Fama fu vittima della crisi Bomben scagionato in appello

L’imprenditore e politico di Zoppola era accusato di omesso versamento dell’Iva nel 2011 Quell’anno il principale cliente dell’azienda di Orcenico non pagò una fattura da 190 mila euro

ZOPPOLA. Non versò l’Iva per 68 mila euro nel 2011 perché la sua azienda fu vittima della crisi del suo maggior cliente. L’imprenditore di Zoppola Gustavo Bomben, 66 anni, fondatore della ditta Fama, specializzata in rivestimenti di gallerie, difeso di fiducia dall’avvocato Antonio Malattia, è stato assolto in appello perché il fatto non sussiste dall’accusa di omesso versamento dell’Iva.

In primo grado il giudice monocratico Eugenio Pergola lo aveva condannato nel giugno 2015 a 4 mesi di reclusione, pena sospesa e aveva disposto la confisca per equivalente in denaro, beni immobili e mobili sino alla concorrenza di 85 mila euro, pari al profitto del presunto reato.

Bomben era stato inoltre dichiarato interdetto per sei mesi dagli uffici direttivi delle persone giuridiche e delle imprese, incapace a contrattare con la pubblica amministrazione per un anno, interdetto dalle funzioni di rappresentanza e assistenza tributaria per un anno e in perpetuo dall’ufficio di componenti di commissione tributaria.

La Procura contestava a Bomben di non aver versato nel 2011 68 mila euro di Iva. L’avvocato Antonio Malattia ha fatto appello, sostenendo che il mancato pagamento dell’Iva era stato determinato da causa di forza maggiore, derivante da una temporanea crisi di liquidità dell’azienda di Cusano, che si era improvvisamente aggravata poco prima della scadenza del debito. Ciò aveva impedito a Fama di provvedere al versamento dell’imposta.

Nel 2010 l’azienda aveva iniziato a lavorare non più in conto lavoro ma su fornitura. In quegli anni di crisi le banche non concedevano un credito maggiore e la società ha registrato così un calo sensibile di fatturato. In particolare l’avvocato Malattia ha dimostrato che nel 2011 un evento imprevedibile ha impedito a Fama di pagare l’Iva.

«Il principale cliente, Innotech di Roma, che da sola rappresentava un terzo del fatturato complessivo dell’epoca – approfondisce l’avvocato Malattia – aveva accumulato un’sposizione debitoria di 400 mila euro con Fama. Nel settembre 2011 è andata insoluta un’altra fattura da 190 mila euro di Innotech.
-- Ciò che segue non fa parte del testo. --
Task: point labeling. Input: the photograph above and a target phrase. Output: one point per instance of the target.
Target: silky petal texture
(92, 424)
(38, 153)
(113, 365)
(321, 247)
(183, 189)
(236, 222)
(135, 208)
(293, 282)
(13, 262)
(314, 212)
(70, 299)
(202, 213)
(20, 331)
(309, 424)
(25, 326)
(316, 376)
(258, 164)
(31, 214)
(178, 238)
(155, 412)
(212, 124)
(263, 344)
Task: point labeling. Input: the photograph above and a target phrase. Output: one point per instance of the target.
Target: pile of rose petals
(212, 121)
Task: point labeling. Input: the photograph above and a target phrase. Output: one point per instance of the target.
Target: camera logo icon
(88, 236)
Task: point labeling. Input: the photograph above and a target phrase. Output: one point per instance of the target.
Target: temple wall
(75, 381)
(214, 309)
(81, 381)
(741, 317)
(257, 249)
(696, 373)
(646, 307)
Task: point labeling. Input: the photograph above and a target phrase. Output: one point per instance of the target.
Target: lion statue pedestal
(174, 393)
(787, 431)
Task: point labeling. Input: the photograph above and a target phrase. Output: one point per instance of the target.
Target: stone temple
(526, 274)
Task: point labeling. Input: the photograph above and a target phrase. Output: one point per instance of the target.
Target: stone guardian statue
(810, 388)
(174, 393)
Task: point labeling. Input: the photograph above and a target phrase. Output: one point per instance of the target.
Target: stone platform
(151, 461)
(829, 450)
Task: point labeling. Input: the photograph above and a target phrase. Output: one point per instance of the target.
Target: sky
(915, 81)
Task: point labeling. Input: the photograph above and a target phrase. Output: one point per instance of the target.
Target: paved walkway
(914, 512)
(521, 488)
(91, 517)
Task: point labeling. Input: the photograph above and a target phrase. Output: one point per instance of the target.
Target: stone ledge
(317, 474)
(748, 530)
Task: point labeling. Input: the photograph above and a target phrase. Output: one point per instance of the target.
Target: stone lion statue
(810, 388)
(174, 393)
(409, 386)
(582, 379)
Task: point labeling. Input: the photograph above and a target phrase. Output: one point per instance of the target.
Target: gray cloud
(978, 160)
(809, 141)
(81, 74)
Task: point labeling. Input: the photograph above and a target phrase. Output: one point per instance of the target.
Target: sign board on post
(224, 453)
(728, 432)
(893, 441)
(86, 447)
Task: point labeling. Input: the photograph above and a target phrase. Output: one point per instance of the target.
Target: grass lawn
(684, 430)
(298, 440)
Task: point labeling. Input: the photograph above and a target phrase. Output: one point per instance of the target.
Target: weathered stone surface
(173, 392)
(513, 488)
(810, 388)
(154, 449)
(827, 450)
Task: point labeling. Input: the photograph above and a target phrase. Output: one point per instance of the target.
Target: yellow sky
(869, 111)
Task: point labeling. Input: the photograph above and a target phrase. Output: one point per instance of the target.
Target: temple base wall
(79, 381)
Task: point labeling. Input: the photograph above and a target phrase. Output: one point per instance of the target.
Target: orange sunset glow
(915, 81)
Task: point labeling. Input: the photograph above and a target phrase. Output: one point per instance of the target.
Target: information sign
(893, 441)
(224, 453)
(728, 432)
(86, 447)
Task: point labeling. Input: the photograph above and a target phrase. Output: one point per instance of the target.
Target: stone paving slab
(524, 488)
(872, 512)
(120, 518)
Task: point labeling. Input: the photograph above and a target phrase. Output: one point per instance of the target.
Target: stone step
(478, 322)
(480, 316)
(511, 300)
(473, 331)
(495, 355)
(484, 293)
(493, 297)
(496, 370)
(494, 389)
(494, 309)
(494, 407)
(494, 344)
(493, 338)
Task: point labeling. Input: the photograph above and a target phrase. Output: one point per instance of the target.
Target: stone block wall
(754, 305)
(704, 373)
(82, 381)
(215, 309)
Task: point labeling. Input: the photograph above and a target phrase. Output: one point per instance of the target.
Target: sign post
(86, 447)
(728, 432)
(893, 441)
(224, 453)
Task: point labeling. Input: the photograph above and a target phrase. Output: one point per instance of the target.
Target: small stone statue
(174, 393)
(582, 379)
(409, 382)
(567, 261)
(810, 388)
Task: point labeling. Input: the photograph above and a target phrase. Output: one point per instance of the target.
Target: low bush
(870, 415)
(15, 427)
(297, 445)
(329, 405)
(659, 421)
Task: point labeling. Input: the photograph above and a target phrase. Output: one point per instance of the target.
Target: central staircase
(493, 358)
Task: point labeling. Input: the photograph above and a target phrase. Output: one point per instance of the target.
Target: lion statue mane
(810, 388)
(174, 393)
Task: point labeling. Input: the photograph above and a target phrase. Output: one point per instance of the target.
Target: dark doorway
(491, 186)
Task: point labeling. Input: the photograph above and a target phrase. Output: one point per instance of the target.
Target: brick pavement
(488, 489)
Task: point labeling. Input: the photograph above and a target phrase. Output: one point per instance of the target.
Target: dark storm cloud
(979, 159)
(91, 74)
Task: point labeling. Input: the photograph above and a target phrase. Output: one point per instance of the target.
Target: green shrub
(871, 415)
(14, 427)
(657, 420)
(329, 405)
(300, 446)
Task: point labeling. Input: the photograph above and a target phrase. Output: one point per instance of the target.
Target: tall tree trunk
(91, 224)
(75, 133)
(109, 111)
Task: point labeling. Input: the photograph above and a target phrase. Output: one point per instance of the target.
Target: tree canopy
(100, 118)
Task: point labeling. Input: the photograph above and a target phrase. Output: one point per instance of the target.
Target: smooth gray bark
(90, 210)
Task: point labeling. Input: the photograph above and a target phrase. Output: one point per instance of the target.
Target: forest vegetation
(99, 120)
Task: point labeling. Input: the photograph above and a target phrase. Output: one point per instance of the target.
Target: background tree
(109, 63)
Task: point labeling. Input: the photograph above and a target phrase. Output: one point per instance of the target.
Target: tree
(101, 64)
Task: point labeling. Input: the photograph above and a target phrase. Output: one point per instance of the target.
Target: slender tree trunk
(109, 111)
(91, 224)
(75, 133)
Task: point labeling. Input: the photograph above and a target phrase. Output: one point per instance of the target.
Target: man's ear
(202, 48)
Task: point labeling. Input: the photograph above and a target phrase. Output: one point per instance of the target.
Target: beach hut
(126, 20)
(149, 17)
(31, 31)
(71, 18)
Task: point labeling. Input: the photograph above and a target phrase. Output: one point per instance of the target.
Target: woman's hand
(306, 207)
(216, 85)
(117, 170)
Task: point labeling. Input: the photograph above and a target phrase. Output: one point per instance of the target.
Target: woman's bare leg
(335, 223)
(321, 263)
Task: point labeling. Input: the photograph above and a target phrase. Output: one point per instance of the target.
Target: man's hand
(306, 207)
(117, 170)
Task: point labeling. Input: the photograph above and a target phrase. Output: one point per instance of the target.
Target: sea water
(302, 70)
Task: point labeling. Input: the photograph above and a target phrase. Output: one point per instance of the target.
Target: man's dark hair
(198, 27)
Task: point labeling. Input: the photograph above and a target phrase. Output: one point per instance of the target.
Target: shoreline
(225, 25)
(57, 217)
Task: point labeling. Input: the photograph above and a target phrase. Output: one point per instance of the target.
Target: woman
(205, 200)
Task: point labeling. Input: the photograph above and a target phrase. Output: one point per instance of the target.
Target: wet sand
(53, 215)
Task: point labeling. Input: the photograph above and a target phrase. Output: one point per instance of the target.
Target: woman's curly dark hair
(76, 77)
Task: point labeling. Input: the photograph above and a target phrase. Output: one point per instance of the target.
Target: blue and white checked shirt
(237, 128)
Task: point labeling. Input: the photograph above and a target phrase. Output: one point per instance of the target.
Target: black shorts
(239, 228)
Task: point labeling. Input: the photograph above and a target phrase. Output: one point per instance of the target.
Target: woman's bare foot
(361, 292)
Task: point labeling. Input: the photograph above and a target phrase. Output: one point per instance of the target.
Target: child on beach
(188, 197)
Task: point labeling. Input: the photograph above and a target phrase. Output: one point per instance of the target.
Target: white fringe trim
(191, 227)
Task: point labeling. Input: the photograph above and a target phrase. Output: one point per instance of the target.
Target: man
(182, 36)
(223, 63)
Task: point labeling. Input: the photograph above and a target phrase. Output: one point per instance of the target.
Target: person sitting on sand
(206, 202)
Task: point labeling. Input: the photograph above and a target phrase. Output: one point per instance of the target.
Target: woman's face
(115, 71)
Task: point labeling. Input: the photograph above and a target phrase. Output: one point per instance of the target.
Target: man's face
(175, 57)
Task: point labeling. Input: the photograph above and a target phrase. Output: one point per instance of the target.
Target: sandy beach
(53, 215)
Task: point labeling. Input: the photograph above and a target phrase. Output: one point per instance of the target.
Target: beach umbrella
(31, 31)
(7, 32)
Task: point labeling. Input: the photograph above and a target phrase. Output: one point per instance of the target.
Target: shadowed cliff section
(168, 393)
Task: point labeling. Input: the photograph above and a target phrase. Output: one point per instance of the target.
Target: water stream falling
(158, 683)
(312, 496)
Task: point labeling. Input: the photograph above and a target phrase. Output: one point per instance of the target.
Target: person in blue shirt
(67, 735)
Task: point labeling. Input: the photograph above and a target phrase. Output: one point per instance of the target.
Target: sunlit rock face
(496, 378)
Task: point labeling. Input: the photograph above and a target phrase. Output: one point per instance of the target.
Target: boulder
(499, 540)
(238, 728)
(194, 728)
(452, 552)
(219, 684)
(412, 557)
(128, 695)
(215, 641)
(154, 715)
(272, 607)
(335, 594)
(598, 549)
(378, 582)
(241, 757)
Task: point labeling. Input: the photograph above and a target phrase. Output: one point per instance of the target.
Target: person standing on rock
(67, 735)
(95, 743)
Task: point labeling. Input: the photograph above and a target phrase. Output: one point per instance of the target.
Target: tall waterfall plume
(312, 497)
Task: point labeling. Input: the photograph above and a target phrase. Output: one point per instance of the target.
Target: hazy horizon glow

Bomben e il suo staff hanno cercato di forzare il cliente al pagamento, rallentando le consegne, ma non è stato possibile. La liquidità di Friulia, entrata in società a giugno 2011 era stata immediatamente assorbita per pagare i fornitori, conditio sine qua non per mandare avanti l’attività. In sostanza Fama è stata vittima della crisi del proprio maggior cliente, che lo ha messo in condizione di non poter far fronte al debito entro la scadenza. La Corte d’appello, che avrebbe potuto assolvere il mio assistito per ché il fatto non è più previsto dalla legge come reato, visto che le soglie di punibilità sono state innalzate, lo ha assolto invece perché il fatto non sussiste, riconoscendo la sua assoluta buonafede e quindi la linearità e correttezza della sua condotta». (i.p.)